First, some background. Brahms’s two viola sonatas are his own arrangements of his two clarinet sonatas, which were composed late in his life. Brahms had already retired, but after hearing a clarinetist by the name of Richard Mühlfeld he was inspired to write several pieces featuring the clarinet, including both of his clarinet sonatas. His publisher asked him two arrange his clarinet sonatas for viola, and he arranged them so as to make them sound as if they were originally for viola. (In the middle section of this movement, for example, broken chords in the clarinet part are replaced by a double-stop passage that continues doubling the piano after the clarinet would have stopped playing.) Perhaps unsurprisingly for this stage of his life, Brahms’s clarinet sonatas have a reflective and nostalgic mood, even in the faster movements.
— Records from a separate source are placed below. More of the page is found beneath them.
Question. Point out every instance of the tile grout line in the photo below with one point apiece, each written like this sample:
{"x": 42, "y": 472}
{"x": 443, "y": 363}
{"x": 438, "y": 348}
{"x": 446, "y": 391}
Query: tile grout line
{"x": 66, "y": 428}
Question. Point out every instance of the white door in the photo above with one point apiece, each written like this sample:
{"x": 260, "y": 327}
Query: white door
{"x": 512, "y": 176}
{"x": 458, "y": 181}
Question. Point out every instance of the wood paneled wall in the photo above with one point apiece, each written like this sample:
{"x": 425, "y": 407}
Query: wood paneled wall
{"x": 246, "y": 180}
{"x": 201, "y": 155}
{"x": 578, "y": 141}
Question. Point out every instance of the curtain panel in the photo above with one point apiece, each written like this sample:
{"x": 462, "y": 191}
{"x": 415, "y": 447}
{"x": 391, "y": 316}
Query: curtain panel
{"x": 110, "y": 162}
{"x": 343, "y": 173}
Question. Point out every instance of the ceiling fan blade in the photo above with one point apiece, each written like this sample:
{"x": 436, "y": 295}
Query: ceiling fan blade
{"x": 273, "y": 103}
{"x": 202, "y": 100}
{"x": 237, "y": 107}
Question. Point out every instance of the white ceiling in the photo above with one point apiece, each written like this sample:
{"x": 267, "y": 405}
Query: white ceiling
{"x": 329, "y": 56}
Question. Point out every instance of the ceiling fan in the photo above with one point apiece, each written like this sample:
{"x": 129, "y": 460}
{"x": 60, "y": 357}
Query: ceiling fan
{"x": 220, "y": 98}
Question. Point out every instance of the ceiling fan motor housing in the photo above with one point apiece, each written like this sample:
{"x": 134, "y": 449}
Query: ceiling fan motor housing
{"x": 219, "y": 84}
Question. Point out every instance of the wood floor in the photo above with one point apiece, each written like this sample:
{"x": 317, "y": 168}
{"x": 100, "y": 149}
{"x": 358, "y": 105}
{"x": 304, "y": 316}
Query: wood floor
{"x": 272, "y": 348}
The pianist I performed with is also a ballroom dancer, and he immediately recognized the opening two-measure gesture as suggesting the gentleman’s side of a waltz: two big steps followed by four small steps. There’s never a waltz rhythm in the background, so our idea of the A section of the movement was that isn’t quite a dance, but rather the memory of a dance. At the very end of the A section, the dance fades away, the viola enters alone with a more vocal-sounding line – perhaps thoughts of longing or regret? – and then a 2/4 hemiola appears in the piano that, to us, suggested solitary footsteps walking away from the dance. It made sense to us to slow down the phrase a little to add weight to those footsteps.
In the slower B section, there’s a constant steady quarter note pulse that suggests a sort of procession. The viola enters softly, as if someone is singing in the distance, then gradually builds in volume and intensity before fading again at the end of the middle section. Perhaps this also suggests someone passing in and out of Brahms’s life?
The A section comes back with very little change: the first phrase ends a bit differently, and the final arpeggio and cadence is stretched out with all the note values doubled in the piano part. In our performance, we also stretched out the viola phrase leading into it, which I think emphasizes the image of walking away from the dance at the end.